When we do want a machine to generate something for us, we should consider its sources—the data on which an AI system was trained—and whether that matters for our use. Some AI language models may be able to reference the source of the answers they give, but when they are scraping data from all over the web, that may not be possible or accurate. If we’re asking a model to find us something fun to do for the weekend, of course, the source doesn’t matter so much.
For business applications, Leidner says, internal generative AI models will probably serve companies best, scraping data only from within the organization. A leader might use an AI tool to generate a list of people in the company who have knowledge of international mergers and acquisitions law, for example. The potential for knowledge management is great, and “the potential for accuracy is going to be higher when we limit the boundaries of (the source),” she says.

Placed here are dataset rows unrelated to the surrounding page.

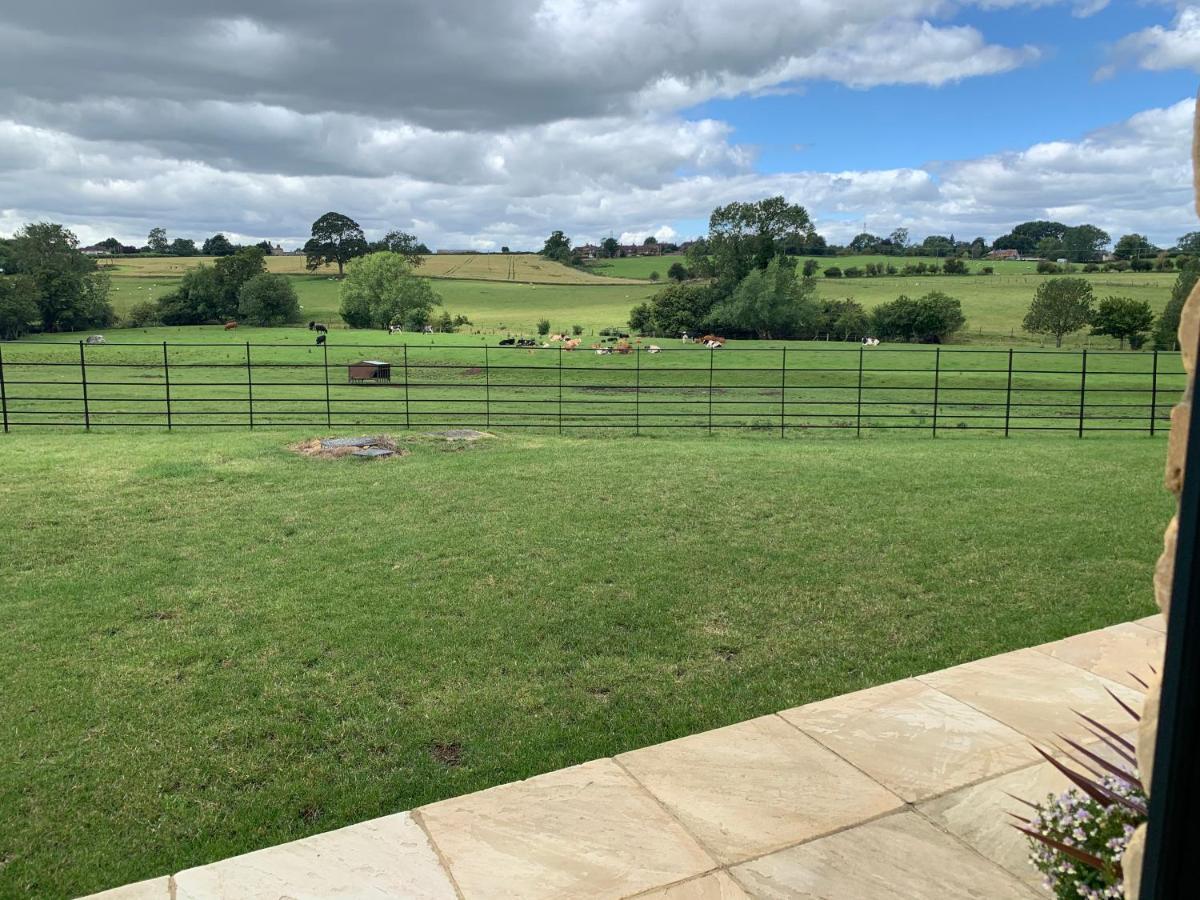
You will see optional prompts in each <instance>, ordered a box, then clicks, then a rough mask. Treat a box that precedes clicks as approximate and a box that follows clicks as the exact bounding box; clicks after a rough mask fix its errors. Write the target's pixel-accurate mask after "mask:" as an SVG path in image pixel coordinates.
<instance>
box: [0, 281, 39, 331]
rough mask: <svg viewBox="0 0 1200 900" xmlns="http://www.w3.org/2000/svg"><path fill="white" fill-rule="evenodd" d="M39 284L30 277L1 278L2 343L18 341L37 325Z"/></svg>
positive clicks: (0, 323) (0, 292)
mask: <svg viewBox="0 0 1200 900" xmlns="http://www.w3.org/2000/svg"><path fill="white" fill-rule="evenodd" d="M38 318H40V313H38V311H37V284H36V283H34V280H32V278H30V277H29V276H28V275H2V276H0V341H16V340H17V338H18V337H20V336H22V335H26V334H29V332H30V331H31V330H32V329H34V326H35V325H37V322H38Z"/></svg>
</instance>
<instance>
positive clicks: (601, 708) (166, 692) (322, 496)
mask: <svg viewBox="0 0 1200 900" xmlns="http://www.w3.org/2000/svg"><path fill="white" fill-rule="evenodd" d="M313 433H314V432H313V430H305V431H300V432H286V431H284V432H280V431H272V432H256V433H246V432H238V433H211V432H206V433H204V434H194V433H193V434H190V436H180V434H170V436H168V434H164V433H161V432H149V433H142V432H125V433H119V434H112V433H109V434H103V433H101V434H97V433H92V434H83V433H77V434H53V433H38V434H36V437H35V436H34V434H32V433H30V434H20V433H18V434H13V436H7V437H0V468H2V470H4V472H5V478H4V479H2V481H0V504H2V506H4V509H5V510H6V515H5V516H4V517H2V518H0V534H2V542H4V546H5V548H6V552H5V554H4V562H2V563H0V596H2V598H4V599H2V601H0V617H2V628H0V650H2V653H4V655H5V658H6V659H8V660H11V661H12V665H8V666H5V667H4V670H2V673H0V719H2V721H4V722H5V726H6V727H5V728H4V730H2V732H0V809H4V810H5V815H4V816H0V859H4V865H2V866H0V895H4V896H37V898H55V896H68V895H76V894H80V893H88V892H91V890H97V889H101V888H107V887H112V886H115V884H120V883H124V882H130V881H133V880H137V878H144V877H149V876H154V875H162V874H166V872H170V871H175V870H179V869H182V868H185V866H191V865H196V864H199V863H205V862H210V860H214V859H218V858H222V857H227V856H230V854H234V853H241V852H245V851H250V850H253V848H257V847H263V846H266V845H271V844H277V842H281V841H287V840H292V839H295V838H300V836H301V835H306V834H312V833H316V832H323V830H326V829H331V828H336V827H338V826H344V824H348V823H350V822H355V821H361V820H364V818H370V817H373V816H380V815H384V814H389V812H395V811H397V810H403V809H408V808H412V806H414V805H418V804H421V803H426V802H430V800H436V799H439V798H444V797H449V796H454V794H460V793H463V792H468V791H475V790H479V788H484V787H487V786H490V785H496V784H499V782H504V781H509V780H512V779H521V778H527V776H530V775H534V774H536V773H540V772H546V770H550V769H554V768H558V767H563V766H569V764H571V763H577V762H581V761H584V760H589V758H594V757H599V756H604V755H608V754H616V752H620V751H624V750H630V749H634V748H637V746H642V745H646V744H650V743H655V742H660V740H667V739H671V738H676V737H679V736H683V734H688V733H692V732H697V731H702V730H706V728H712V727H716V726H721V725H726V724H730V722H734V721H739V720H743V719H748V718H751V716H755V715H758V714H763V713H769V712H773V710H776V709H782V708H786V707H791V706H796V704H799V703H805V702H809V701H814V700H817V698H821V697H827V696H830V695H835V694H840V692H845V691H852V690H857V689H859V688H864V686H868V685H872V684H878V683H882V682H888V680H892V679H896V678H902V677H906V676H912V674H916V673H919V672H926V671H930V670H936V668H940V667H943V666H949V665H954V664H956V662H961V661H965V660H970V659H974V658H979V656H985V655H989V654H994V653H1000V652H1003V650H1009V649H1013V648H1018V647H1027V646H1030V644H1033V643H1038V642H1042V641H1050V640H1054V638H1058V637H1063V636H1066V635H1070V634H1074V632H1079V631H1082V630H1087V629H1094V628H1099V626H1103V625H1108V624H1111V623H1116V622H1121V620H1126V619H1129V618H1134V617H1139V616H1144V614H1148V613H1151V612H1153V599H1152V592H1150V589H1148V587H1147V586H1148V584H1150V580H1151V574H1152V566H1153V560H1154V558H1156V556H1157V553H1158V551H1159V548H1160V546H1159V545H1160V535H1162V528H1163V523H1164V522H1165V521H1166V518H1168V517H1169V516H1170V511H1171V498H1170V496H1169V494H1166V493H1165V492H1164V491H1163V490H1162V485H1160V481H1162V458H1163V452H1164V450H1163V444H1162V442H1158V440H1148V439H1140V438H1124V439H1115V438H1094V439H1088V440H1084V442H1079V440H1073V439H1057V438H1048V439H1044V440H1024V439H1021V440H1009V442H1003V440H1001V439H980V440H972V442H941V440H938V442H932V440H928V439H919V440H918V439H907V438H904V437H901V436H896V434H887V436H880V437H875V438H871V439H864V440H860V442H853V440H850V442H803V440H779V439H767V438H761V437H754V436H744V437H728V436H726V437H716V438H706V437H695V438H670V439H667V438H661V439H647V438H643V439H618V440H613V439H602V438H594V439H575V438H558V437H553V436H517V437H512V436H500V437H498V438H496V439H492V440H485V442H480V443H476V444H474V445H469V446H462V445H450V444H443V443H436V442H432V440H430V439H427V438H421V437H419V436H412V437H406V438H404V440H406V442H407V443H408V445H409V448H410V450H412V452H410V455H408V456H406V457H403V458H400V460H396V461H390V462H380V463H360V462H358V461H336V462H334V461H320V460H310V458H304V457H300V456H295V455H293V454H290V452H289V451H288V450H287V448H286V445H287V444H288V443H289V442H292V440H295V439H299V438H302V437H310V436H312V434H313ZM1066 714H1067V712H1066V709H1064V715H1066ZM446 760H449V761H450V763H448V762H444V761H446Z"/></svg>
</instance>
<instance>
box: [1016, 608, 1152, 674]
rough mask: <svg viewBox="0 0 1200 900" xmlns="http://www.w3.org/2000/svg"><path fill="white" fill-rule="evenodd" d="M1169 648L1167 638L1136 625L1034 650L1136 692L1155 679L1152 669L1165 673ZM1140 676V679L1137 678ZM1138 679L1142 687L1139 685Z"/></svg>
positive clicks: (1097, 632) (1046, 643) (1122, 626)
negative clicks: (1150, 681)
mask: <svg viewBox="0 0 1200 900" xmlns="http://www.w3.org/2000/svg"><path fill="white" fill-rule="evenodd" d="M1165 647H1166V635H1165V634H1164V632H1162V631H1154V630H1151V629H1147V628H1142V626H1141V625H1138V624H1134V623H1132V622H1126V623H1123V624H1121V625H1112V626H1111V628H1102V629H1100V630H1099V631H1088V632H1086V634H1082V635H1075V636H1073V637H1066V638H1063V640H1062V641H1055V642H1054V643H1044V644H1042V646H1040V647H1034V648H1033V649H1036V650H1040V652H1042V653H1045V654H1046V655H1049V656H1054V658H1055V659H1057V660H1062V661H1063V662H1069V664H1070V665H1073V666H1079V667H1080V668H1086V670H1087V671H1088V672H1091V673H1092V674H1098V676H1100V677H1103V678H1108V679H1109V680H1112V682H1117V683H1118V684H1123V685H1124V686H1126V688H1130V689H1133V690H1136V691H1141V690H1145V688H1144V686H1142V685H1144V684H1148V683H1150V680H1151V674H1152V670H1153V671H1157V672H1162V671H1163V650H1164V648H1165ZM1135 676H1136V677H1135ZM1138 678H1140V679H1141V680H1142V684H1139V683H1138Z"/></svg>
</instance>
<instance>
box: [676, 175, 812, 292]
mask: <svg viewBox="0 0 1200 900" xmlns="http://www.w3.org/2000/svg"><path fill="white" fill-rule="evenodd" d="M811 232H812V221H811V220H810V218H809V214H808V211H806V210H805V209H804V206H800V205H799V204H793V203H788V202H787V200H786V199H785V198H784V197H767V198H763V199H761V200H757V202H755V203H731V204H728V205H726V206H718V208H716V209H714V210H713V214H712V215H710V216H709V217H708V253H709V256H710V257H712V260H713V269H714V275H715V276H716V280H718V283H719V290H720V292H721V293H722V294H726V295H727V294H730V293H732V290H733V288H734V287H736V286H737V284H739V283H740V282H742V280H743V278H745V276H746V275H749V274H750V271H751V270H754V269H766V268H767V266H768V265H769V264H770V260H772V259H774V258H775V256H778V254H781V253H785V252H786V250H785V247H786V246H787V245H790V244H794V241H796V240H800V241H802V242H803V241H804V240H806V239H808V236H809V234H810V233H811ZM689 268H690V266H689Z"/></svg>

For personal matters, the use of AI gets more unwieldy. Leidner believes we will have models that can predict things that would influence our lives and our decision-making in significant ways. A series of conversations held in the presence of an AI model, for example, could allow it to predict quite well a couple’s likelihood of divorcing. “If it’s going to give us that information,” Leidner asks, “wouldn’t we want to know how it came up with it?” In some cases, we may not want to know what AI can tell us. When we have tools that are able to use our DNA to tell us if we’re predisposed to certain illnesses, will we want to know? If it’s something we can’t prevent, if knowing leads us to change the course of our lives, Leidner ponders, “might it actually burden us much more than it frees us?”
Simpler Than It Seems
While the impacts of AI can seem mind-boggling, Leidner, who has spent decades evaluating information systems, simplifies things by looking through the lens of human dignity.
“Human dignity,” she says, “transcends ethics, religious backgrounds, and ethnicities, because each one of us has inherent value as an individual, and that inherent value needs to be respected and recognized.” Homing in on the dignity and well-being of the humans who make and use technology will clarify the landscape, even as it continually changes and expands.
At UVA, Leidner is conducting research on maintaining dignity within employee surveillance practices and on the rise and ramifications of online public shaming. This fall, she’ll teach a class at McIntire on technology ethics that will cover AI, as well as some history of technology. “A lot of the issues we face today,” she insists, “are not so dramatically different than what we’ve faced before.”